Personal information
- Born: September 21, 1982 (age 43) Pompton Plains, New Jersey, U.S.
- Height: 5 ft 6 in (168 cm)
- Weight: 145 lb (66 kg)

Medal record
Men's snowboarding
Representing the United States
Olympic Games
| Silver medal – second place | 2002 Salt Lake City | Halfpipe |
| Silver medal – second place | 2006 Torino | Halfpipe |
X Games
| Gold medal – first place | 2001 | Halfpipe |
| Silver medal – second place | 2003 | Halfpipe |
| Silver medal – second place | 2004 | Slopestyle |
| Silver medal – second place | 2004 | Halfpipe |
| Silver medal – second place | 2005 | Slopestyle |
| Bronze medal – third place | 2005 | Superpipe |

= Danny Kass =

American snowboarder

Daniel Kass (born September 21, 1982) is an American professional snowboarder who has competed at the Olympic level. In Snowboarding at the 2002 Winter Olympics, Kass won silver in the Men's Halfpipe.

==Career==
Kass was born in Pompton Plains, New Jersey. He was raised in the Scenic Lakes section of Vernon Township, New Jersey, and attended Vernon Township High School. He began snowboarding in the area at the age of twelve. His home slopes are what are now known as Hidden Valley and Mountain Creek ski resorts, both located in the mountains of Vernon Township and Highland Lakes. After several years of shredding around the Mid-Atlantic States, Kass entered the Okemo Mountain School in Vermont. In 2001, Kass broke out into what has become one of the most successful contest streaks in snowboarding with four US Open Championships, seven Winter X Games medals and two Olympic silver medals.
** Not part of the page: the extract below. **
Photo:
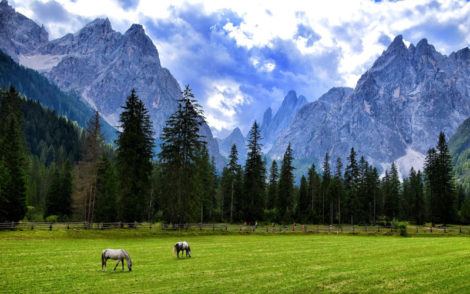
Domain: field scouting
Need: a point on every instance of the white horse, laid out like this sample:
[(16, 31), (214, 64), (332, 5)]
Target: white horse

During the winter of 2006, Kass fought his way back from a slow start in the US Grand Prix Circuit to qualify for the Olympics in Torino for the second time in a row. Kass took home another silver medal with back-to-back 1080s and his signature smooth style.

Kass and his brother Matt Kass were the founders of Grenade Gloves, which specializes in snowboarding gloves, accessories, and other extreme sporting gear.

Kass is one of the stars of The Adventures of Danny and The Dingo on Fuel TV. He also has a podcast with Luke "The Dingo" Trembath on the Monster Energy's YouTube channel, called Unleashed.